1. Open Idea, create a new Java project, and add the configuration file from Hadoop to Resources. 2. Add Maven dependencies

<! -- https://mvnrepository.com/artifact/org.apache.kafka/kafka-clients --> <dependency> < the groupId > org. Apache. Kafka < / groupId > < artifactId > kafka - clients < / artifactId > < version > 1.1.1 < / version > < / dependency >

Start ZooKeeper. Switch to /apps/ZooKeeper /bin and execute the ZooKeeper startup script.

cd /apps/zookeeper/bin  
./zkServer.sh start  

Check the health of ZooKeeper.

./zkServer.sh status  

4. Switch to /apps/kafka and start Kafka’s server.

cd /apps/kafka  
bin/kafka-server-start.sh config/server.properties &  

5. In another window, go to /apps/kafka and create a topic in kafka. Name it dblab01.

cd /apps/kafka  
bin/kafka-topics.sh \  
--create \  
--zookeeper localhost:2181 \  
--replication-factor 1 \  
--topic dblab01 \  
--partitions 1  

See the topic

cd /apps/kafka
bin/kafka-topics.sh  --list  --zookeeper  localhost:2181  

6. Create a producer of Kafka for the production of data. Under the package, create a Class and name it MyProducer.
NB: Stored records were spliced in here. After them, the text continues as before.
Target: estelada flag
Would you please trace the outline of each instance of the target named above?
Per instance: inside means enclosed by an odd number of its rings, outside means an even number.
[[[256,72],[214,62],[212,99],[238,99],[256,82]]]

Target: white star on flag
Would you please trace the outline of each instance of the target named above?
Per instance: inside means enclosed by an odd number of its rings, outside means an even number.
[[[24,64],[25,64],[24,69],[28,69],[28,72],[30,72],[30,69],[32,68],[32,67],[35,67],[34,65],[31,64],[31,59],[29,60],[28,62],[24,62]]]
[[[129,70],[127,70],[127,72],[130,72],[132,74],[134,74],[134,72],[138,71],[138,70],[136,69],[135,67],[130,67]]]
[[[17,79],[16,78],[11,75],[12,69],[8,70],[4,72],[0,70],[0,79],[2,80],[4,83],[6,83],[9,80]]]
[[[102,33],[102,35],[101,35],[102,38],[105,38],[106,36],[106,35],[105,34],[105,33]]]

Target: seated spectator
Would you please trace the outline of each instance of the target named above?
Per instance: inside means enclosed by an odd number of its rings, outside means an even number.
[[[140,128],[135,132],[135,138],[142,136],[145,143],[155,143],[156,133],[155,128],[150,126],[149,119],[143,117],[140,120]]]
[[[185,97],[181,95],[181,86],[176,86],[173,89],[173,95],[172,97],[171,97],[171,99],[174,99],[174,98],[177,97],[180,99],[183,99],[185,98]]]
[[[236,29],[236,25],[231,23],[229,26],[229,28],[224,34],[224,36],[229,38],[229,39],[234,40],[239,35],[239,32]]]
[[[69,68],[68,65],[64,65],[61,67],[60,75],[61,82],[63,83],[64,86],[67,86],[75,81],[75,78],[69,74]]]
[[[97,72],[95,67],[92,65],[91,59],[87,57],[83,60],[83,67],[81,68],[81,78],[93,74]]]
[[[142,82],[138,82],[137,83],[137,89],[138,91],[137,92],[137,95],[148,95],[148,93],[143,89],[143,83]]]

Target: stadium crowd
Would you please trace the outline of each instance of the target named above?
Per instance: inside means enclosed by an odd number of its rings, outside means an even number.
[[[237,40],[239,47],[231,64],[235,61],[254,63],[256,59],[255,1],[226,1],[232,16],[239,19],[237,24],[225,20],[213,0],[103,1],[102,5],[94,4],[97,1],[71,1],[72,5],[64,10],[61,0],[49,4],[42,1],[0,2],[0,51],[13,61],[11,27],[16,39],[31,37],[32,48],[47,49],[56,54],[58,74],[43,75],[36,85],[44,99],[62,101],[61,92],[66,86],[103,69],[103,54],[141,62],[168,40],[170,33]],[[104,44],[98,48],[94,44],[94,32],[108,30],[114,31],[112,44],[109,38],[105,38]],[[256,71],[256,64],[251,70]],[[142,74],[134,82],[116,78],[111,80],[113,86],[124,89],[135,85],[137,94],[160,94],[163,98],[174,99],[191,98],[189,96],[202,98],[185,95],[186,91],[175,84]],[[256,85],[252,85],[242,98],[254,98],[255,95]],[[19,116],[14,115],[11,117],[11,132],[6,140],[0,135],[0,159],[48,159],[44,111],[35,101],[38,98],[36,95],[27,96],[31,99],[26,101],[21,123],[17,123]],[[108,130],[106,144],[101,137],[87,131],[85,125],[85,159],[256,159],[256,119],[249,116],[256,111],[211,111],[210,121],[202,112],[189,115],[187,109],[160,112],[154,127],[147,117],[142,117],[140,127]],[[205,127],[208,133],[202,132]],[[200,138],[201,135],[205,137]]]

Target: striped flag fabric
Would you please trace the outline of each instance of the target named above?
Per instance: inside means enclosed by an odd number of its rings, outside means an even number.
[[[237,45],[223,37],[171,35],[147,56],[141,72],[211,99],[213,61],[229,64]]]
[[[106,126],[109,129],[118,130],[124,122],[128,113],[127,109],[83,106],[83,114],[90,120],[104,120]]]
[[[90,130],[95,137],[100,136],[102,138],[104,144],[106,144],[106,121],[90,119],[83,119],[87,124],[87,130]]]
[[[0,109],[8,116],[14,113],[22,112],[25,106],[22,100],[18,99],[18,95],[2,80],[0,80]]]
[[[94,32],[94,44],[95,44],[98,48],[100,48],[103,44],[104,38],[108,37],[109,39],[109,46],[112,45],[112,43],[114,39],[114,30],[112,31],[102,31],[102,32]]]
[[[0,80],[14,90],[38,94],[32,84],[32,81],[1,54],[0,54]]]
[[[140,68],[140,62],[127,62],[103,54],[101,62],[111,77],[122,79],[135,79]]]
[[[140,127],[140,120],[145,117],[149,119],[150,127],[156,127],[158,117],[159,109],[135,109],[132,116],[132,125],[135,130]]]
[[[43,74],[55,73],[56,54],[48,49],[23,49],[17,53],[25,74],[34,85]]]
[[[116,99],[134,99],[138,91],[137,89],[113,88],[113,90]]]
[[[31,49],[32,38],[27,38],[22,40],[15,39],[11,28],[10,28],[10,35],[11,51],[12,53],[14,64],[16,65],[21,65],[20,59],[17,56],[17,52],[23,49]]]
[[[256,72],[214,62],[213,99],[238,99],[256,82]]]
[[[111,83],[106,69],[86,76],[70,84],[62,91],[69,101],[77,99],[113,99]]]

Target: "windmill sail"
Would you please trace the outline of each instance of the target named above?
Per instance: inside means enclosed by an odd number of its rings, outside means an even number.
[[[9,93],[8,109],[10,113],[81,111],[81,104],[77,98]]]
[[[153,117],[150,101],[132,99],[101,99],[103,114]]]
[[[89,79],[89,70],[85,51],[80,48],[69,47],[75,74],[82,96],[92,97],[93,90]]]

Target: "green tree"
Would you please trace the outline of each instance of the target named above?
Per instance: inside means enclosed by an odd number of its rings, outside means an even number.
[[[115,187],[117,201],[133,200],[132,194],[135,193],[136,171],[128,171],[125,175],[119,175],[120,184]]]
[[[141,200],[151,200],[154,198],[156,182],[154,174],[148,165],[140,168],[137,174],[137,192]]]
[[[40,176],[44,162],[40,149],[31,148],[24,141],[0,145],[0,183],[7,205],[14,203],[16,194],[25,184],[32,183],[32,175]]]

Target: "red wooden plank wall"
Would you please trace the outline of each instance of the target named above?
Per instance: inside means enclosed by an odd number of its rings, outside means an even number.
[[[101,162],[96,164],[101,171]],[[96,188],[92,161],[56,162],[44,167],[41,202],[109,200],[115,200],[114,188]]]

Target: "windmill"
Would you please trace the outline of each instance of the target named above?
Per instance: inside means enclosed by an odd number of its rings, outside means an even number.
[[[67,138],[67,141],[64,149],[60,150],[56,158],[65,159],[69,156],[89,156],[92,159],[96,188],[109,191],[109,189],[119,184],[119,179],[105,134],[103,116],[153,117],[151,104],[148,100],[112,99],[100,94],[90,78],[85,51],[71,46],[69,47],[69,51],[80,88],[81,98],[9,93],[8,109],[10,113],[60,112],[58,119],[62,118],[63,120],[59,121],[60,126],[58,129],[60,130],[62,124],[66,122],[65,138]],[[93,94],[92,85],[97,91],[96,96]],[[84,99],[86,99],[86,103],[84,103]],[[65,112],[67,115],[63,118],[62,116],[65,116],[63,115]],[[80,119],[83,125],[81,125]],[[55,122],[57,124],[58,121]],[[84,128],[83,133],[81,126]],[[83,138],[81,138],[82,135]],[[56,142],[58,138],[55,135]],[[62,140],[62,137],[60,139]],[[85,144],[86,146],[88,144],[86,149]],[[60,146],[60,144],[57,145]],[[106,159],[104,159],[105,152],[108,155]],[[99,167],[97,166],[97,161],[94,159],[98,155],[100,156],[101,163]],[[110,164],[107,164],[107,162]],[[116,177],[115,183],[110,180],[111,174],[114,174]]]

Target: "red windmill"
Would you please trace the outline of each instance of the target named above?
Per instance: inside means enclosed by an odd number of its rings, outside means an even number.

package my.study.kafka; import org.apache.kafka.clients.producer.*; import java.util.Properties; public class MyProducer { public void produce(){ Properties props = new Properties(); // Set the address of the Kafka cluster props. Put ("bootstrap.servers", "localhost:9092"); Put ("acks", "all") : props. Put ("acks", "all"); Tries (props. Put ("retries", 0); (props. Put ("batch.size", 16384)); (props. Put ("batch.size", 16384)); props.put("linger.ms", 1); (props. Put ("buffer.memory", 33554432)); (props. Put ("buffer.memory", 33554432)); / / the serializer props. The put (" key. The serializer ", "org.apache.kafka.com mon. Serialization. StringSerializer"); props.put("value.serializer", "org.apache.kafka.common.serialization.StringSerializer"); Producer<String, String> producer = new KafkaProducer<>(props); for (int i = 0; i < 100; i++) producer.send(new ProducerRecord<String, String>("dblab01", Integer.toString(i), Integer.toString(i))); producer.close(); } public static void main(String[] args) { new MyProducer().produce(); }}

Producer side code: First define the name of a topic, and then create a Properties instance to set the parameters of produce. Then create an instance of Producer and upload props as parameters. Define a key and data in the produce method, create a KeyedMessage instance, upload key,data and topic as parameters, and then upload the KeyedMessage instance to Producer. The produce() method of myProduce is called directly in the main function to implement message uploading.